I, standing twenty miles off, see a crimson cloud in the horizon. You tell me it is a mass of vapor which absorbs all other rays and reflects the red, but that is nothing to the purpose, for this red vision excites me, stirs my blood, makes my thoughts flow, and I have new and indescribable fancies, and you have not touched the secret of that influence. If there is not something mystical in your explanation, something inexplainable to the understanding, some elements of mystery, it is quite insufficient. If there is nothing in it which speaks to my imagination, what boots it? What sort of science is that which enriches the understanding, but robs the imagination?..... if we knew all things thus mechanically merely, should we know anything really?

--Henry David Thoreau, after watching a sunset, Christmas, 1851

Saturday, March 27, 2010

Knowing from the Inside - part 3

So last time I imagined a world in which there are hidden (to the senses) insides to everything. Every thing has an inner being or life. The Insiders, who are the inhabitants of this world, say that everything has a subjective existence and that this is what that thing really is. Knowing only the external aspects of something would tell you practically nothing of importance about it and, in fact, could be seriously misleading. So, if external appearances are not the way to really know something, like a tree, how do the Insiders get to know anything?
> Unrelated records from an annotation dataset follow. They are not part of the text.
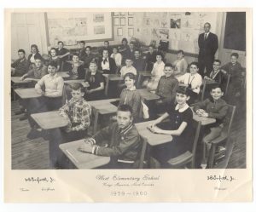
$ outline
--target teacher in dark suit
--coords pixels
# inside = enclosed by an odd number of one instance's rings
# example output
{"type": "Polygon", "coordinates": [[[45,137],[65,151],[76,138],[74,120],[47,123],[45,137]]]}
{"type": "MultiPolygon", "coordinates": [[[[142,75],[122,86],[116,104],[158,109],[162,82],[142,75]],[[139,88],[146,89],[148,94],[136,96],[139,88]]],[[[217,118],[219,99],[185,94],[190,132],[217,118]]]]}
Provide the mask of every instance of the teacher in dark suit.
{"type": "Polygon", "coordinates": [[[207,22],[204,25],[204,33],[199,35],[198,46],[199,46],[199,72],[201,76],[209,75],[212,71],[212,63],[214,54],[218,49],[218,37],[217,35],[210,32],[211,24],[207,22]],[[207,72],[205,73],[205,68],[207,72]]]}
Well, in our scientific world we’re so used to knowing something by considering its outsides. In the case of the tree this means its appearance and the appearance and function of all the parts (cells etc.) of a tree if you were to take it apart. Science tries to know things by taking them apart and then looking at how they work – by function. We treat the tree as an object, which is nothing more than a collection of smaller objects (such as cells, molecules, and atoms.) But, in the Insiders world, this is not considered to be knowing the tree, because just as all of your cells don’t tell us about you as a subjective being, so the tree’s parts don’t tell us about the trees subjective being.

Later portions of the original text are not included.